Primary LanguageMATLABGNU General Public License v2.0GPL-2.0

FigureSeer: Parsing Result-Figures in Research Papers

Introduction

FigureSeer is a system for parsing result-figures in research papers. It automatically localizes figures, classifies them, and analyses their content.

Citing FigureSeer

If you find FigureSeer useful in your research, please consider citing:

@inproceedings{siegelnECCV16figureseer,
    Author = {Noah Siegel and Zachary Horvitz and Roie Levin and Santosh Divvala and Ali Farhadi},
    Title = {FigureSeer: Parsing Result-Figures in Research Papers},
    Booktitle = {European Conference on Computer Vision ({ECCV})},
    Year = {2016}
}

Requirements: Software

  1. Caffe and its Matlab interface (http://caffe.berkeleyvision.org/installation.html)
  2. JSONlab (https://www.mathworks.com/matlabcentral/fileexchange/33381-jsonlab--a-toolbox-to-encode-decode-json-files)

Requirements: Hardware

The default configuration for FigureSeer runs entirely on CPU. The CNN patch embedding feature used for data tracing is computantionally expensive and is disabled by default.
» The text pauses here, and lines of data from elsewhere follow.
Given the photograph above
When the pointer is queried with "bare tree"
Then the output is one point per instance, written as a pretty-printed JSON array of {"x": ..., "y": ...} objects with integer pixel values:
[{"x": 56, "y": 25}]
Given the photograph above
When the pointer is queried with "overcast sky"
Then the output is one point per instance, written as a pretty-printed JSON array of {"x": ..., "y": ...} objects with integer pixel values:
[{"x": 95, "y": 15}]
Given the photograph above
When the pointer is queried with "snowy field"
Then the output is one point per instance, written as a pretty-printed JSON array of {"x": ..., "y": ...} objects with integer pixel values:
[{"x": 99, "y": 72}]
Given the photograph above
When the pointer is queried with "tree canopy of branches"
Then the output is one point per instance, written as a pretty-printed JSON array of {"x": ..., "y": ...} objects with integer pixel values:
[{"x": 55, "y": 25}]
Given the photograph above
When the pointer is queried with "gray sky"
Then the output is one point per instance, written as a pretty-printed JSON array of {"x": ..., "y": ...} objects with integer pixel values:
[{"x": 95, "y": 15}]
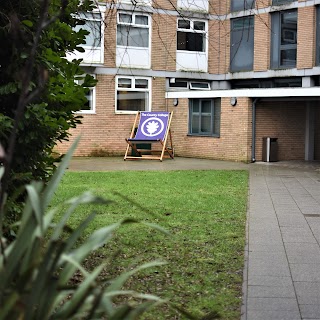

If running on a GPU, you can enable it by setting "conf.useGPU = true" and "conf.usePatchCnn = true" in setConf.m.

Installation

  1. Clone the repo with git clone --recursive https://github.com/allenai/figureseer
  2. Download model weights: from the FigureSeer root directory, run aws s3 cp --recursive s3://ai2-website/data/figureseer/neural-networks/ data/models/neural-networks/
  3. Compile pdffigures (included in the dependencies directory)
  4. In setConf.m, edit 'conf.caffeRoot' to point to your Caffe installation.
  5. Run 'main.m'

To run on your own PDFs, simply add them to figureseer/data/pdfs and run main.

Data

Data used for training models is available at the project webpage: http://allenai.org/plato/figureseer/.

License

FigureSeer is released under the GPLv2 License.